Yeah, it’s not great, but it’s good. The actors take the material more seriously than it deserves. It’s so nice to see Jackman’s Wolverine make the full transition from selfish amnesiac creep to calm, mature hero/mentor. Poor Jennifer Lawrence, though -- her Mystique is mostly a tool of the plot, and after David O. Russell and Katniss Everdeen, we know how much better she warrants. But then Evan Peters sprints into the film, and strolls away with the film, as the super-speedy delinquent Quicksilver. Team Avengers has already lost that battle, unless Aaron Taylor-Johnson has more up his sleeve than I think. Peters’ playful role captures the giddy fun of being a superhero, even an outcast maligned by society. This is why nobody likes the new Spider-Man incarnation. Why Iron Man is our favorite Avenger. Because the best costumed crusaders don’t take themselves too seriously. The X-Men franchise soldiers on, heavily flawed but capable, breaking up its dark social commentary with scenes like Magneto lifting an entire football stadium, or Blink (Fan Bingbing) using her powers to turn a fight scene into a tense game of Portal. Moments that make us giggle at their superpowered audacity. That’s what it’s all about.
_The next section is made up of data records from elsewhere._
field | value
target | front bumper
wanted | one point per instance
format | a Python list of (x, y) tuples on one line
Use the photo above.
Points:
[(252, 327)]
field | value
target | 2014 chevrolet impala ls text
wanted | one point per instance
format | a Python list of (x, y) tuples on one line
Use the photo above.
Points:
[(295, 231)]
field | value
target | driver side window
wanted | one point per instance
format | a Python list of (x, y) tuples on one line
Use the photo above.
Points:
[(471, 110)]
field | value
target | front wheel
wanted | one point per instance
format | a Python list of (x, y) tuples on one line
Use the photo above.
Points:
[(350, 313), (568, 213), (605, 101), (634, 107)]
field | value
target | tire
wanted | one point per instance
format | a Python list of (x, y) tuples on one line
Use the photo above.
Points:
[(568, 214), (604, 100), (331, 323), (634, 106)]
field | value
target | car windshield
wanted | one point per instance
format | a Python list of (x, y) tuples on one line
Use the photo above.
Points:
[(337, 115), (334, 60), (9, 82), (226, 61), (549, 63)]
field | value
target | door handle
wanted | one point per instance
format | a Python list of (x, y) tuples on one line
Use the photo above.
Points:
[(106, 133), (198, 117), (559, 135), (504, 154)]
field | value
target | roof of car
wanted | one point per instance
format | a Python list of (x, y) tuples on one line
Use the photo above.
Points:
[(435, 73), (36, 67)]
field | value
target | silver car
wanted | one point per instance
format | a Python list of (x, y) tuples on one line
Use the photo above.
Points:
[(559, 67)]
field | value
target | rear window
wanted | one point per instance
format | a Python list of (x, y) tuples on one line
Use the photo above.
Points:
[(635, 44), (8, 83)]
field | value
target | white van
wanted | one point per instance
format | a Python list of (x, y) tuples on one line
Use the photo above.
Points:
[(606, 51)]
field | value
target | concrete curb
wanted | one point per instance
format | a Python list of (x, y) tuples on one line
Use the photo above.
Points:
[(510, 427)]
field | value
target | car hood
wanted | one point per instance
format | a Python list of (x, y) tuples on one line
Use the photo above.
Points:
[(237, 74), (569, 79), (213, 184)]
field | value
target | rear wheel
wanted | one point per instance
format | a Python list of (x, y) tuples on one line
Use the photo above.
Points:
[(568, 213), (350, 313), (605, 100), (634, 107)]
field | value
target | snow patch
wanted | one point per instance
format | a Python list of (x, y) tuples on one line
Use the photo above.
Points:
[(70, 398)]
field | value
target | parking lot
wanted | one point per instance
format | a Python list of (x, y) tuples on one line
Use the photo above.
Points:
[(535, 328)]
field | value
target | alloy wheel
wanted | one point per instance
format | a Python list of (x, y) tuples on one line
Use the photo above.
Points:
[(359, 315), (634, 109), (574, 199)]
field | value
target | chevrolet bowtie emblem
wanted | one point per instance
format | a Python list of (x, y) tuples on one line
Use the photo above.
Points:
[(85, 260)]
X-Men: Days of Future Past serves as a nice culmination of the series thus far. I can’t spoil the ending, but its implications are pretty significant. It feels like an ending. Of course, there’s a post-credits teaser, and it’s cryptic enough that a non-comic-book-devotee such as myself had to do a little research. But if the next film is more of the same, if we have retro chic and superpowered fireworks and more Quicksilver and a Gambit who isn’t a shoehorned afterthought played by franchise-murderer Taylor Kitsch...I’m there. I may be a little guilty about my fondness for this wonky series, but I’m there.
VERDICT: It ain’t great art, even by superhero flick standards, but it gets a respectable squee.